In the face over the tunnel Vaddi saw the black eyes open, the balefires within them glowing with a malefic power. There could be no greater deterrent than entering the mock mouth below those eyes, but with three dead behind them, there was no alternative. Vaddi cursed and ran forward. He smote at the sides of the tunnel with his elf blade and fire blazed from it at once. The eyes above squinted in pain and for a brief moment the mouth of the tunnel twisted, as if in pain. Roots and fronds fell from the sides of the tunnel as Vaddi hacked violently at them, the anger inside him welling up.
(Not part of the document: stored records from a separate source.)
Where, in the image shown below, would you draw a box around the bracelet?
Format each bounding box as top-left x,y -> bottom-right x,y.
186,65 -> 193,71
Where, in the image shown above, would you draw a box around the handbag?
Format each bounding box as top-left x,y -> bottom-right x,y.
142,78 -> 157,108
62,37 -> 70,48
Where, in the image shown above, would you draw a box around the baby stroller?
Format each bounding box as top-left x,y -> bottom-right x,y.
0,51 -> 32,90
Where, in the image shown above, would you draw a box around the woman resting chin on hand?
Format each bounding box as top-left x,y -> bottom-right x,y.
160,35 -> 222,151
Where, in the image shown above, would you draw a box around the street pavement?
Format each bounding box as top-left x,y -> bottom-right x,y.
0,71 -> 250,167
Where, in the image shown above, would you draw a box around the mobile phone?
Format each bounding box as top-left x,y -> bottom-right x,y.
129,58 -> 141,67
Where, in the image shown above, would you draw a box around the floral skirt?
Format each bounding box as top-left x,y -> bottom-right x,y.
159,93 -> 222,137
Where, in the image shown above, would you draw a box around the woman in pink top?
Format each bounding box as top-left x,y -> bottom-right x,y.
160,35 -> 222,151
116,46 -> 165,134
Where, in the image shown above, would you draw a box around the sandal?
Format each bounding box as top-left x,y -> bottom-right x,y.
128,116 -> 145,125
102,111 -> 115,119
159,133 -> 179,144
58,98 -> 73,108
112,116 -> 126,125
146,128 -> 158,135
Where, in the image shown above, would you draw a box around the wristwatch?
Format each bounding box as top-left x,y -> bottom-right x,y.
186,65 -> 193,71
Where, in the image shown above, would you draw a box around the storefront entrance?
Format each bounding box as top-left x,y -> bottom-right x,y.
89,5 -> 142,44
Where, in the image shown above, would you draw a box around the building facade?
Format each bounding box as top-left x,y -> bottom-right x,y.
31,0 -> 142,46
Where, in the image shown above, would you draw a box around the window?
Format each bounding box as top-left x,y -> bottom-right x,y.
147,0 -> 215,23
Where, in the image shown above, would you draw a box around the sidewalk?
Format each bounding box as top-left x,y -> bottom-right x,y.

Fallarond took his lead from Vaddi and joined him, also cutting into the overhanging vegetation. Between them they had cut enough away to widen the mouth so that they could pass through and along the bank of the river rather than drop down into it. Their blades glowed, and around them in the womb-like curve, roots and filaments withdrew from them. Nyam and the remainder of the company entered the tunnel, and without another word, they moved on. A tiny wake in the center of the river showed where Ezrekuul still swam.
“How far?” called Fallarond.
“Little now,” said the creature.
Behind them, silhouetted in the grayness of the tunnel entrance, a number of shapes squirmed and flapped, distorted and hunched. Whether they were trees or humanoid, it was impossible to tell. Their numbers grew, but something in the tunnel held them back so they did not follow. Instead they emitted furious shrieks, their voices ghastly, their cries murderous.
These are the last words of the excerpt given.